Christmas Lights 1999

1999 X-MAS MOVIE

For the Christmas of 1999 I designed and constructed a computer controlled light show for my dorm floor. (4 North)

After toying with some prototypes, I decided that a simple relay with transistor driver system would be manageable, and be dirt cheap to implement. The final project ended up using 5 double gang boxes in the north wing, with each box containing two switched circuits. The control signals were daisy chained straight through the boxes back to a PC parallel port, which generated the pattern signals. So a total of 10 switched circuits down the length of the hallway, and synchronized music at some times, created an awesome effect that still amazes people today.

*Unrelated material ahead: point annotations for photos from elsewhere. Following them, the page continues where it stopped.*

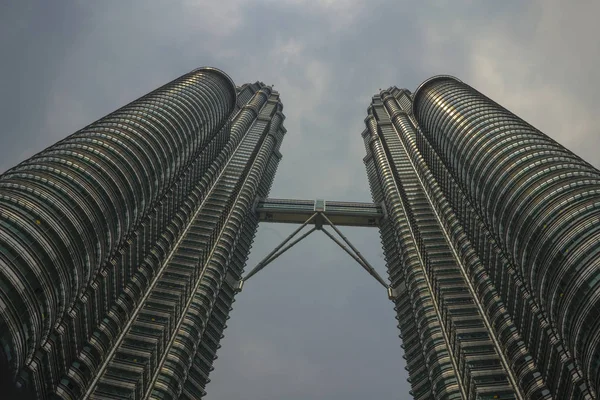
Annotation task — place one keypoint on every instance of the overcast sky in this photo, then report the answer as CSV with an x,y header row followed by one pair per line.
x,y
313,325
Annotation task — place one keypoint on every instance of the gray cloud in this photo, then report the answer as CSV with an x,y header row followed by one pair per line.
x,y
313,325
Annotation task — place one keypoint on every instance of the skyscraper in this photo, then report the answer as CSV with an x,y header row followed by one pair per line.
x,y
121,245
492,245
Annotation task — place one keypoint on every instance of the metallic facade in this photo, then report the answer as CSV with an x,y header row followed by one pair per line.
x,y
121,245
492,246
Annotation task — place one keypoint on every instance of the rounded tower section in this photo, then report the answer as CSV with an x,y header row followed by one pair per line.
x,y
541,202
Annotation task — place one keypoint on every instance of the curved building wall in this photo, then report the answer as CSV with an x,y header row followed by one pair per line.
x,y
540,201
66,210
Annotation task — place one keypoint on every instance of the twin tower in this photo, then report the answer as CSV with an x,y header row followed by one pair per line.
x,y
123,245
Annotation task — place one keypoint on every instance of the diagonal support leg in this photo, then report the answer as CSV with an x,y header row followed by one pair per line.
x,y
277,252
363,262
366,267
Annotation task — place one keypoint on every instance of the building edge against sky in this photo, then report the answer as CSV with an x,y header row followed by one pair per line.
x,y
122,244
491,245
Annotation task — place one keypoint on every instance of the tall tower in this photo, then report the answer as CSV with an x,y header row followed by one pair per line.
x,y
121,245
492,246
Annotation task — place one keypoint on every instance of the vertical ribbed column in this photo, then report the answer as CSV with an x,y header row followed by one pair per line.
x,y
427,334
540,201
66,210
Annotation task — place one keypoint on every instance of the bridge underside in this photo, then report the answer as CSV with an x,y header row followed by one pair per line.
x,y
319,213
340,213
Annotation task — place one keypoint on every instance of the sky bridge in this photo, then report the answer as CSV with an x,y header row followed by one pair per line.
x,y
320,214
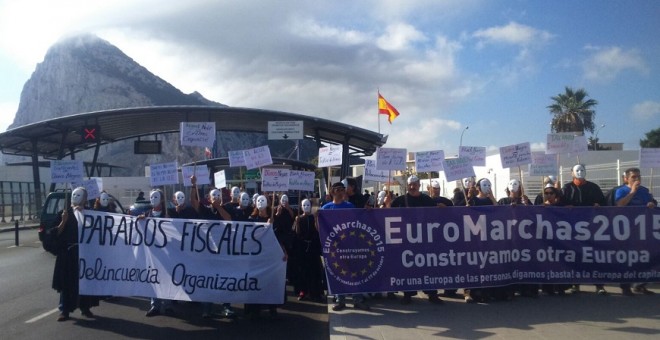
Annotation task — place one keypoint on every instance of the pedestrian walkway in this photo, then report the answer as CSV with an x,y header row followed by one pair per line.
x,y
584,315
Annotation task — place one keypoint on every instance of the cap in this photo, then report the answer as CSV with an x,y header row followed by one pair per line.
x,y
412,179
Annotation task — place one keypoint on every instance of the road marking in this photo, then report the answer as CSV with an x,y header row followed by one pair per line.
x,y
39,317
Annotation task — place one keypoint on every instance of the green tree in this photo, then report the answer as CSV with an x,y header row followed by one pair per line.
x,y
572,112
652,139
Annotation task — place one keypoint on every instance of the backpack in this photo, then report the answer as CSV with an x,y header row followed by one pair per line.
x,y
51,241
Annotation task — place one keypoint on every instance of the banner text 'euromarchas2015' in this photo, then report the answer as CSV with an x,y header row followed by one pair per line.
x,y
180,259
379,250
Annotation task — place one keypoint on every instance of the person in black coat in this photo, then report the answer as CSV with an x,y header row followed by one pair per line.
x,y
65,273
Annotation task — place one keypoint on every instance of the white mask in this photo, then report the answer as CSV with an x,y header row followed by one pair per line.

What you can't see in the video is that we had a nearly identical system in the other wing, except that it used 6 boxes instead of 5. (The other wing is two doors longer.) In all over 30,000 lights were strung on 4North that year.

Note that I didn't develop any of the patterns. I just gave Brad Martin a shared library to control the lights and he took it from there.

1999 X-MAS MOVIE

PICS


This is the external of one of the switchers. Beneath the pink post-it is the data port where the control signals were plugged in.


Here are the insides. You can see the transformer which supplied power to the relays, the perfboard which contained the circuitry, and the two wall receptacles. The entire cost of all parts including the interconnecting data cable was around $17 a box.


Blurry picture of the circuit board. Need a better camera.